Kentucky Supreme Court hears arguments on Gov. Beshear’s COVID-19 orders
FRANKFORT, Ky. (WKYT) - The question of whether Governor Andy Beshear abused his emergency powers went before the state’s highest court today.
Kentucky’s highest court will consider if Governor Beshear’s COVID-19 related emergency powers should stay in effect or be rescinded. However, that decision will come after most of the mandates and restrictions will end.
This all came after the Republican majority House and Senate passed, then overrode vetoes that reigned in Governor Andy Beshear’s powers, primarily when it comes to states of emergency and because of COVID-19.
The governor filed a lawsuit, and now the outcome of all that is in the hands of the state’s highest court to sort it all out.
“Courts can only adjudicate actual cases or controversies between parties,” said Chad Meredith with the counsel for Attorney General Daniel Cameron.

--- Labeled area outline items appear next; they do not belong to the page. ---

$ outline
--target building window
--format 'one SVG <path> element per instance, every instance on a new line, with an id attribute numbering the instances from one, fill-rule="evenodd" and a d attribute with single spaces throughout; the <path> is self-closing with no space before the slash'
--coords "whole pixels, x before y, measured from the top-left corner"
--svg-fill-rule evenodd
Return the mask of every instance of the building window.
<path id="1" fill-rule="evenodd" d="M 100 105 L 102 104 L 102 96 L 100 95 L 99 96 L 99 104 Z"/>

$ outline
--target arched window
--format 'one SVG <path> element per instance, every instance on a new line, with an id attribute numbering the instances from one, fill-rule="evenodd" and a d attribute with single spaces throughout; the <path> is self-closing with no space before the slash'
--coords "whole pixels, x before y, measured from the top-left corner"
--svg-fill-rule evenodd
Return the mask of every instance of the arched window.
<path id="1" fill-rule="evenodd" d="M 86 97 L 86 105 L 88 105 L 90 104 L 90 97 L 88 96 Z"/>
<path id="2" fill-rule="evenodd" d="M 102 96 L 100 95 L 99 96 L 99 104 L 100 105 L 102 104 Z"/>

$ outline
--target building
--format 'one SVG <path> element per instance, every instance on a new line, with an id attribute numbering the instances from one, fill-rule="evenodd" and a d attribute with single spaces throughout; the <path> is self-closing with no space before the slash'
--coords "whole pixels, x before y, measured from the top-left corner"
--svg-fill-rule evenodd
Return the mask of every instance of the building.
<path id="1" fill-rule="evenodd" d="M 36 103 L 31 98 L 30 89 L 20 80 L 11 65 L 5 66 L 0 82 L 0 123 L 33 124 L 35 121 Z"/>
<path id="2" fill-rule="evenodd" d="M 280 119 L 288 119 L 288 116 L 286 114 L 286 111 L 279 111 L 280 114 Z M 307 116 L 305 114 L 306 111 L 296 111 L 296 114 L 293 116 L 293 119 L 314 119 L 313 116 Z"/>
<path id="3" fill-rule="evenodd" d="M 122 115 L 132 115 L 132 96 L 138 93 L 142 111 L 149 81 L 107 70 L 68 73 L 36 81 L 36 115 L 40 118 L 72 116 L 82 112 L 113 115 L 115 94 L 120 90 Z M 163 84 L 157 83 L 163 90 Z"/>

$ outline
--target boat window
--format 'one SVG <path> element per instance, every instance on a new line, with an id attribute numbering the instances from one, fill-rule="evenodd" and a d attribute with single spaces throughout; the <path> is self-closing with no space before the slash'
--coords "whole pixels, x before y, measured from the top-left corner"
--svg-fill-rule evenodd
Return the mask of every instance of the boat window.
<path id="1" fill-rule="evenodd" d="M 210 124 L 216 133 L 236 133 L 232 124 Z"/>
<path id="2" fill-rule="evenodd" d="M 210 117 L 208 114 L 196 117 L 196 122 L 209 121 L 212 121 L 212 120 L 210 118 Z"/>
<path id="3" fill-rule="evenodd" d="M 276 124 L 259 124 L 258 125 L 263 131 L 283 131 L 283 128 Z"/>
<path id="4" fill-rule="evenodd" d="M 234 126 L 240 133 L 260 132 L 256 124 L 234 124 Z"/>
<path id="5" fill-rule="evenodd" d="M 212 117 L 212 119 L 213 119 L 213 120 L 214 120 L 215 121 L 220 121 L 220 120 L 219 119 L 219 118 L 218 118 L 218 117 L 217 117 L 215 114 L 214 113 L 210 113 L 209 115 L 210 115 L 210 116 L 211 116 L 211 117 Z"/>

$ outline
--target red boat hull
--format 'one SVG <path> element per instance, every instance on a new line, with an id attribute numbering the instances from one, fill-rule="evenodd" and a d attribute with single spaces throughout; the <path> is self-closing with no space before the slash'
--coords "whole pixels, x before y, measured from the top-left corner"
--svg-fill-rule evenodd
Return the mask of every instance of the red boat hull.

An attorney for the attorney general argued that much of what’s being debated here is a difference of opinion between attorneys. At issue are restrictions and mandates made by the governor and the legislature said he had too much power to execute those.
But the governor’s attorney argued Beshear’s actions worked to save lives and prevent further harm.
“That response has worked. We now have universal vaccine availability down to age 12. Close to 60% of our adult population is now vaccinated,” said Amy Cubbage, attorney for Gov. Beshear.
But business owners who watched the hearing Thursday say Governor Beshear’s mandates were unfair, shutting them down or hurting them while others thrived.
“Our Lexington facility is right behind Target, and right behind Fayette Mall. You could look and see Target’s parking lot and the mall’s lot were packed, and yet we were not allowed to have patrons,” said Ted Mitzlaff with Goodwood Brewing Company.
Some argue the court’s decision is moot with COVID-19 restrictions and mandates ending Friday. But others say it does set a precedent.
“Yes it is. I think Ms. Cubbage acknowledged that there are exceptions, when the court can issue a ruling. We think that’s part of it,” attorney Oliver Dunford said.
“It would have been irresponsible for a governor to not to have the authority to take the actions we have taken here. And it’s critical that governors in the future have this power, too,” Gov. Beshear said on social media.
Gov. Beshear said Kentucky did not have many of the problems other states had and didn’t have the overrun hospitals or death rates, because of what he said was strong executive action and having the courage to use it.
There’s no timetable on when the Supreme Court will issue rulings on Thursday’s arguments.